While we understand that Joplyn has immense fame and fortune, things differ for Elijah. Elijah doesn’t have any fame or celebrity status, instead working at a small business as a mechanic. He instantly feels like he will be out of place at The Staufen House. As Joplyn and Elijah arrive at The Staufen House, they soon find they’re not the only ones who received an invite. Joe (Salvador Chacon), a wealthy businessman and actress superstar Tara (Angela Gulner) are also tagging along. Things become awkward when Elijah discovers that Joplyn and Joe have a history together, including once having a relationship.
The Summoned is best described as a horror as well as a thriller. There are multiple attempts at jump scares and a storyline that attempts to keep audiences regularly guessing, especially during the first act. I found myself extremely curious about the mysterious events, especially as Elijah experiences strange visions and has suspicions about many aspects, such as The Staufen House and his current partner Joplyn. Visually, I loved the look and style of the House.
Performances are generally ok but sadly, nothing overly memorable. The dialogue and the script are a significant letdown; it feels clunky, unnatural and, at times, unintentionally funny. The characters offer nothing new, and every kind of character here feels familiar. It almost gives the vibe that these characters and their cliché characteristics are just carbon copies of several other horror films we’ve all seen.
Speaking of the term ‘carbon copy’, the same could be said about the plot and its significant reveals. While the storyline contains a fun mystery, the reveals are deeply disappointing once they are made.

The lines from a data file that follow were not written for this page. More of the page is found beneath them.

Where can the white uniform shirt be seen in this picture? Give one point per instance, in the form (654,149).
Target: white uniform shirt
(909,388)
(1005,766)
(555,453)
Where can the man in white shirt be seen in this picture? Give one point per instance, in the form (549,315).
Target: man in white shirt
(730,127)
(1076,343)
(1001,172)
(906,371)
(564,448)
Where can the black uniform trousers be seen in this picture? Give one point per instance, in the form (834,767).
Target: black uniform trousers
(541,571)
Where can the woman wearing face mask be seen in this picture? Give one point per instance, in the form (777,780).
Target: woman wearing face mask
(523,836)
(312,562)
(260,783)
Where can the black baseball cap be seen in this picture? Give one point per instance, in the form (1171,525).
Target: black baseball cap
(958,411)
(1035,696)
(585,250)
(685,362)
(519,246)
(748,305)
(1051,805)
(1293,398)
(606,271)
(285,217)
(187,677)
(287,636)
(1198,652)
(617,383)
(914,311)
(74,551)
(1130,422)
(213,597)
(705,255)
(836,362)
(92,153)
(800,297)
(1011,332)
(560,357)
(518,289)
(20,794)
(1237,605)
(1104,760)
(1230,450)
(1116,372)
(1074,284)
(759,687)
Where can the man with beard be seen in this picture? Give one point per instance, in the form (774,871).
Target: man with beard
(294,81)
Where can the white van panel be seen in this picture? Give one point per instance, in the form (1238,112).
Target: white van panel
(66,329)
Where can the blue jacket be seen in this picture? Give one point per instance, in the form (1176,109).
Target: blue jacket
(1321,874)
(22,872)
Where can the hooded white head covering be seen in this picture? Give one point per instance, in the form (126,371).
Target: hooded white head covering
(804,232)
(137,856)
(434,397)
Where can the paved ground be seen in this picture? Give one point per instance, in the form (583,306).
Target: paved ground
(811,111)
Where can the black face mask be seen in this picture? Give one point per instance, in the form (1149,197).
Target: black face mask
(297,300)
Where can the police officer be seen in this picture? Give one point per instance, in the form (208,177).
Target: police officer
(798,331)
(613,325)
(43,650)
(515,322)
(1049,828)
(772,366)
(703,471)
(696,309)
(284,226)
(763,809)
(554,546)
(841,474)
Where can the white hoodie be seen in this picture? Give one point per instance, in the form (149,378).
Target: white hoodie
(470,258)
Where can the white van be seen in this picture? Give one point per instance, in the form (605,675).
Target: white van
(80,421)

This is for multiple reasons, but firstly, it’s highly familiar and nothing new. Once the big twists are announced, everything built before the revelation becomes questionable, unrealistic, and pointless. Audiences will feel their investment and time spent watching was somewhat wasted. The finale also promises an intense finish, but this seems to fizzle and is less exciting than I hoped and was led to believe.
Overall, what begins as an exciting premise with a few fun, mysterious plot aspects soon falls down the hole of being highly familiar, lacking excitement with a finale that hints at a substantial payoff but only fizzles. The characters here also carry characteristics and personalities we’ve all seen before in horror films. While the performances are generally ok, the dialogue here feels clunky, corny, and even unintelligibly comedic. As a horror film, there are plenty of attempts at jump scares and unsettling moments, but sadly, no significant impact is ever delivered in the end. Sadly, The Summoned tries hard to have something substantial, but its familiarity and unpleasing reveals hurt this film the most. Fans of Jordan Peele will undoubtedly benefit from checking this one out the most, but I felt my time viewing it had only been wasted. The Summoned is Available on Digital from December 21st!